Impostor MaskTHAT feeling… That horrible feeling that there is only a limited time until people realise that you don’t know what they thought you did, or expect you to… That soon people will uncover that you are not qualified or smart enough to be in the position that you are. As many people have previously identified, often in academia (and life) people feel like impostors in their studies or jobs. I don’t need to talk much about it, as there is so much info out there about the impostor syndrome.

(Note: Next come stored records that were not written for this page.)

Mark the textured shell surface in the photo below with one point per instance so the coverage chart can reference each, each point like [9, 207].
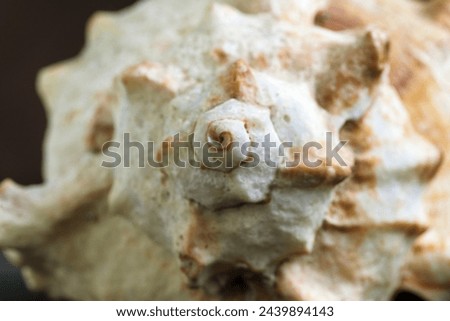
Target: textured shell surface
[226, 72]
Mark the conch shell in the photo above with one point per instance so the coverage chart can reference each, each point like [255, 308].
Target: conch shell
[359, 226]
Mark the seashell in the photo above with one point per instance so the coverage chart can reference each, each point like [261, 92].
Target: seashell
[330, 199]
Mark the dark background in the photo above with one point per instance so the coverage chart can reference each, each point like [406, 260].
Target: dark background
[34, 34]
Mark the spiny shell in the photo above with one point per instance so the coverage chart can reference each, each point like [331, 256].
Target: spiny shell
[222, 71]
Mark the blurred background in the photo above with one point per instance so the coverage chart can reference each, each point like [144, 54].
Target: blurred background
[35, 34]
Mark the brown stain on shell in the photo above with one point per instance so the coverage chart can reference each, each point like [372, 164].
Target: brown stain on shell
[239, 82]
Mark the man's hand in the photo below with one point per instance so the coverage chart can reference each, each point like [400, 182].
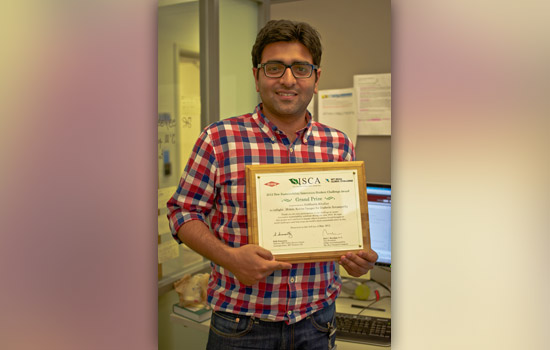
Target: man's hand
[358, 264]
[251, 263]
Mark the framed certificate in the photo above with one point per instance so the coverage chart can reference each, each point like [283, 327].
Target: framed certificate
[308, 211]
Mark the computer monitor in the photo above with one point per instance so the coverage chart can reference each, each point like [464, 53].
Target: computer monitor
[379, 205]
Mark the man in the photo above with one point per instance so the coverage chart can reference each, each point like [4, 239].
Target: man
[259, 302]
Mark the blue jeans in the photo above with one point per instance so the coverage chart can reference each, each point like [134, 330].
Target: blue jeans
[231, 331]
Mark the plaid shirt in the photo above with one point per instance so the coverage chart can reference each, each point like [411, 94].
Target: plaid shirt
[212, 189]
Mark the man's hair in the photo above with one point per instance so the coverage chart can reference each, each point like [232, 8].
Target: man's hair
[289, 31]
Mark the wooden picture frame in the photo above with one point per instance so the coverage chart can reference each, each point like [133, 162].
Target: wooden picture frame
[308, 212]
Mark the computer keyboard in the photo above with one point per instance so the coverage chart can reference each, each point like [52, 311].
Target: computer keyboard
[363, 329]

See related articles at end of post for more reading.

The impostor syndrome is something that is brought up in PhD training sessions I have attended that have been run by the university and, if you are lucky enough to have someone that you are comfortable enough to share the feeling with when you have it, is discussed between people in academia. We know that lots of people are affected by it, but different people deal with it in different ways.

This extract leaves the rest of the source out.